High Points: Changing Times

Paul E. Anna
High Points
This weekend is that time we “spring forward.” But how come and why? (AP Photo/Elise Amendola, File)

People get ready, there’s a change a-comin’. And it affects us all.

This Sunday at 2 a.m., by official decree of the U.S. government, you will be asked to set your clocks one hour ahead to 3 a.m. for the beginning of Daylight Savings Time. The expression “spring forward” is used to help you understand which way to move your clocks. Oh, and as you spring forward you will lose one hour of sleep assuming you keep to your same schedule. Clockwise that is. Bummer.

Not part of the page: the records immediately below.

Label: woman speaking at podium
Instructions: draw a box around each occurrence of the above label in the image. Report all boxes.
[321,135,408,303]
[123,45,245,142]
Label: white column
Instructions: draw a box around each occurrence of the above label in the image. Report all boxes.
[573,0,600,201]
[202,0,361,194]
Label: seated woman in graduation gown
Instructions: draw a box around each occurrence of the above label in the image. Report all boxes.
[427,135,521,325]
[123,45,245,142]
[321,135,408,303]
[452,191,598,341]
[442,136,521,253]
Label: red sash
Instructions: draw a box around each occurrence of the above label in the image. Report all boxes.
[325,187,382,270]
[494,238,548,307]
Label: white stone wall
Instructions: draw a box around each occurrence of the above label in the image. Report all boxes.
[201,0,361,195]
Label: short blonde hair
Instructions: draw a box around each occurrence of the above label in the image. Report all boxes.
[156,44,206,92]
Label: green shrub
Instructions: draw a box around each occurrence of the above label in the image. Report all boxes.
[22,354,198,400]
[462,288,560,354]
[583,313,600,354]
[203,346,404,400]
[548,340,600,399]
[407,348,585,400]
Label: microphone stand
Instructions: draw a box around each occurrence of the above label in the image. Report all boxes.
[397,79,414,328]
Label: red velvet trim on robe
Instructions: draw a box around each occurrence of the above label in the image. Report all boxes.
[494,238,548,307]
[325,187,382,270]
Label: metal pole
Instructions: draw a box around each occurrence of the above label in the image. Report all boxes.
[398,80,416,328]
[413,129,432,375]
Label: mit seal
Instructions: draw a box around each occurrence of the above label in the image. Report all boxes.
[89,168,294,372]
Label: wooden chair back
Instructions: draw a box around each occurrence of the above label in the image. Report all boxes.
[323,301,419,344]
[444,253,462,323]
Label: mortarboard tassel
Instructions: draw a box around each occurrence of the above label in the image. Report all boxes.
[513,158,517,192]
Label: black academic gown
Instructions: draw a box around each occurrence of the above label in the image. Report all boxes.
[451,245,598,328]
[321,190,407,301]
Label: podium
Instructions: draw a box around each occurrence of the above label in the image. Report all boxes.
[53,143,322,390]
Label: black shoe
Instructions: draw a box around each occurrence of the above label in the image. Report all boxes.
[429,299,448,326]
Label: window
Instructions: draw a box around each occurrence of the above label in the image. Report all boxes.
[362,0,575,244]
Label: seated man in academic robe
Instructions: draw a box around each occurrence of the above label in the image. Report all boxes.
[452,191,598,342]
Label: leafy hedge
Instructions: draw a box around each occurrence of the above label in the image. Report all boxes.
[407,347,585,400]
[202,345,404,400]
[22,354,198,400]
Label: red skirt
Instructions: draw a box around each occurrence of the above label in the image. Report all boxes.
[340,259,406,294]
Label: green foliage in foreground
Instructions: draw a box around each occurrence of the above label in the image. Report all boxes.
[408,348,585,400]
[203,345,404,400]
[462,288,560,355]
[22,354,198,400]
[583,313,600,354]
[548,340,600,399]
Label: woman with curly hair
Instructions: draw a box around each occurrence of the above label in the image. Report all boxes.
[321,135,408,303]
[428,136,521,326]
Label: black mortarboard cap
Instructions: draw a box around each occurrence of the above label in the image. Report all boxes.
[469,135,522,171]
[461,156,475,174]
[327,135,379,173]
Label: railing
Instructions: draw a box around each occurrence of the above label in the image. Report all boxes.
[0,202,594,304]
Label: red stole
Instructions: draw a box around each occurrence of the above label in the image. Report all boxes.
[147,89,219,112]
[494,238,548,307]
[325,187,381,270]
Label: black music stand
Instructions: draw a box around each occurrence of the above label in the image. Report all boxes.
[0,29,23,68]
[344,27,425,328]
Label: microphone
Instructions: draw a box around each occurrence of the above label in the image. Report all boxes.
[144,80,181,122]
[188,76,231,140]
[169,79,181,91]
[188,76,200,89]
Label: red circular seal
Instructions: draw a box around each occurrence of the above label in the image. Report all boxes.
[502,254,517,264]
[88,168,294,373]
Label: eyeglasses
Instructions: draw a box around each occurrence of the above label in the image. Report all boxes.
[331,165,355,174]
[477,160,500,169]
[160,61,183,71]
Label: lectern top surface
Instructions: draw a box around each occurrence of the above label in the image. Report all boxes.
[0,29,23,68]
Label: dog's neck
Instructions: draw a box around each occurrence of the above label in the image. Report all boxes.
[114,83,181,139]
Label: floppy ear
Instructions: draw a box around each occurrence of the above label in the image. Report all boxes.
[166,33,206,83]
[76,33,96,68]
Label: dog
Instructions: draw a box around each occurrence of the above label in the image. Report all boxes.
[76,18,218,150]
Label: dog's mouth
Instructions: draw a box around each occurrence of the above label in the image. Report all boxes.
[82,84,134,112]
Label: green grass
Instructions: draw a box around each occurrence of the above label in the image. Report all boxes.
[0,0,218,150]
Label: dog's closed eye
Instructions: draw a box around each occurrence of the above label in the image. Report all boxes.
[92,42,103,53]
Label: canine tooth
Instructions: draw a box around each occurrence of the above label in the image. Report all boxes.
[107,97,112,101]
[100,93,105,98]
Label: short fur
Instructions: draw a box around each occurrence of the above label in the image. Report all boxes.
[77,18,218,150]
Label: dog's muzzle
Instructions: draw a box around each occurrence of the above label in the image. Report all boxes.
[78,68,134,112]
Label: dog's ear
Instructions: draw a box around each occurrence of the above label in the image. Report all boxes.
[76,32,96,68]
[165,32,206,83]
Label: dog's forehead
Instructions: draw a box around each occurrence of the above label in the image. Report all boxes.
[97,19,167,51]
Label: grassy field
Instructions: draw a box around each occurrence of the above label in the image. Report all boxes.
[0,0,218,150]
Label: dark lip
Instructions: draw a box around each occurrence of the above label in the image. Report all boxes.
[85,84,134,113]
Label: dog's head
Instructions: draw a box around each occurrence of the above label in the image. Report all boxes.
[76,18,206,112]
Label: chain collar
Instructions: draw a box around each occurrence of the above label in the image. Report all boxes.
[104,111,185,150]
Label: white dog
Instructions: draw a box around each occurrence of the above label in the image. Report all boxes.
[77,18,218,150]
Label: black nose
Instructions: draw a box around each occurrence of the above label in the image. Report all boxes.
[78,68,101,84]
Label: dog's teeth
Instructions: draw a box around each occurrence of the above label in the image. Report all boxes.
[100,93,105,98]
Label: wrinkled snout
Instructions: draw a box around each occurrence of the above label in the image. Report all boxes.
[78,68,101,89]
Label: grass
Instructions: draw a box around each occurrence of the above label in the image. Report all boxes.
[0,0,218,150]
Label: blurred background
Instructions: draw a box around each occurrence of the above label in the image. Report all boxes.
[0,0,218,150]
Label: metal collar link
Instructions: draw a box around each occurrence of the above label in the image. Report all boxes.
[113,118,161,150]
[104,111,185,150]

Daylight Savings is a godsend for some and a pain in the sleep for others. If you are a morning person — you know, the kind that rises with the call of the rooster at the first light of dawn — it can be distracting to hear that rooster crow and turn over only to discover it’s an hour later than you thought. The rooster isn’t the problem; he is still crowing based on the circadian rhythm of the natural rotation of the Earth. Rather, it is the man-altered time that has moved. On Sunday, that would be the 13th of March, your sunrise here in Aspen will be at 7:21 a.m. Just the day before, your rooster, assuming you have one, alerted you at 6:23 a.m. No wonder your mind was a little foggy. The good news is you can sleep in a bit if you have no other pressing issues, like maybe you’re a ski instructor who needs to be slopeside by 8. If that is the case, you best change your clocks before you go to bed on Saturday night or you may be late. An hour late.

Ah, but there is another end of the spectrum. The sun will stay lit until 7:12 p.m. on Sunday and there will be a minute more of light each day thereafter until the Fourth of July when the Earth tilts again and the sun starts to set a minute or so earlier each evening. For outdoor lovers this is the time to get out and about for late-afternoon rides, runs, casts and other pleasures. There are those who relish having the chance to play longer each day in the time that is enhanced by Daylight Savings.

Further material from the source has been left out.